Does anonymization technology work? Male and female voice clips that were anonymized as part of the Voice Privacy Challenge in 2020 definitely do sound different. They’re more robotic, sound slightly pained and could—to some listeners at least—be from a different person than the original voice clips. “I think it can already guarantee a much higher level of protection than doing nothing, which is the current status,” says Vincent, who has been able to reduce how easy it is to identify people in anonymization research. However, humans aren’t the only listeners. Rita Singh, an associate professor in Carnegie Mellon University’s Language Technologies Institute, says that total de-identification of the voice signal is not possible, as machines will always have the potential to make links between attributes and individuals, even connections that aren’t clear to humans. “Is the anonymization with respect to a human listener or is it with respect to a machine listener?” says Shri Narayanan, a professor of electrical and computer engineering at the University of Southern California.

“True anonymization is not possible without completely changing the voice,” Singh says. “When you completely change the voice, then it's not the same voice.” Despite this, it is still worth developing voice-privacy technology, Singh adds, as no privacy or security system is totally secure.

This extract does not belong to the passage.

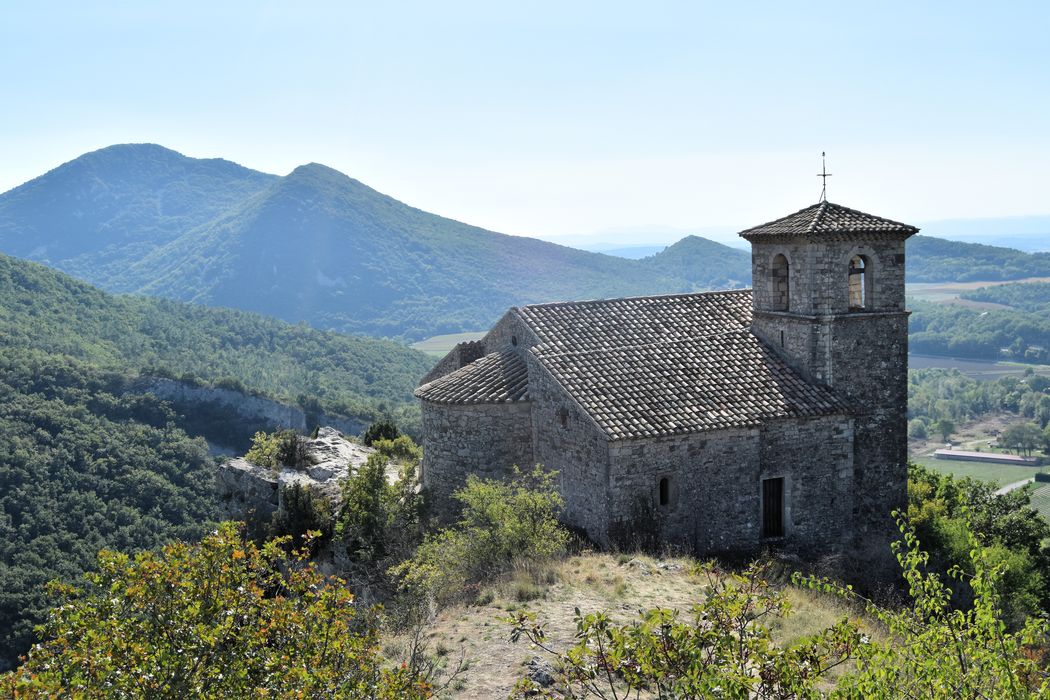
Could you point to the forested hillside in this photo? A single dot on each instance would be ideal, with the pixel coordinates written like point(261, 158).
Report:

Fingerprints and face identification systems on iPhones have been spoofed in the past, but overall, they’re still an effective method of protecting people’s privacy.

Bye, Alexa

Your voice is increasingly being used as a way to verify your identity. For example, a growing number of banks and other companies are analyzing your voiceprints, with your permission, to replace your password. There’s also the potential for voice analysis to detect illness before other signs are obvious. But the technology to clone or fake someone’s voice is advancing quickly.

If you have a few minutes of someone’s voice recorded, or in some instances a few seconds, it’s possible to recreate that voice using machine learning—The Simpsons’ voice actors could be replaced by deep fake voice clones, for instance. And commercial tools for recreating voices are readily available online. “There’s definitely more work in speaker identification and producing speech to text and text to speech than there is in protecting people from any of those technologies,” Turner says.

Many of the voice anonymization techniques being developed at the moment are still a long way from being used in the real world. When they are ready to be used it’s likely that companies will have to implement tools themselves, to protect their customers' privacy—there’s currently little individuals can do to protect their own voice. Avoiding calls with call centers or companies that use voice analysis, and not using voice assistants, could limit how much your voice is recorded and reduce possible attack opportunities.

But the biggest protections may come from legal cases and protections. Europe’s GDPR covers biometric data, including people’s voices, in its privacy protections. Guidelines say people should be told how their data is being used and provide consent if they’re being identified, and that some restrictions should be placed on personalization. Meanwhile, in the US, courts in Illinois— home to some of the strongest biometric laws in the country—are increasingly inspecting cases involving people’s voice data. McDonald’s, Amazon, and Google are all facing judicial scrutiny over how they use people’s voice data. The decisions in these cases could lay down new rules for the protection of people’s voices.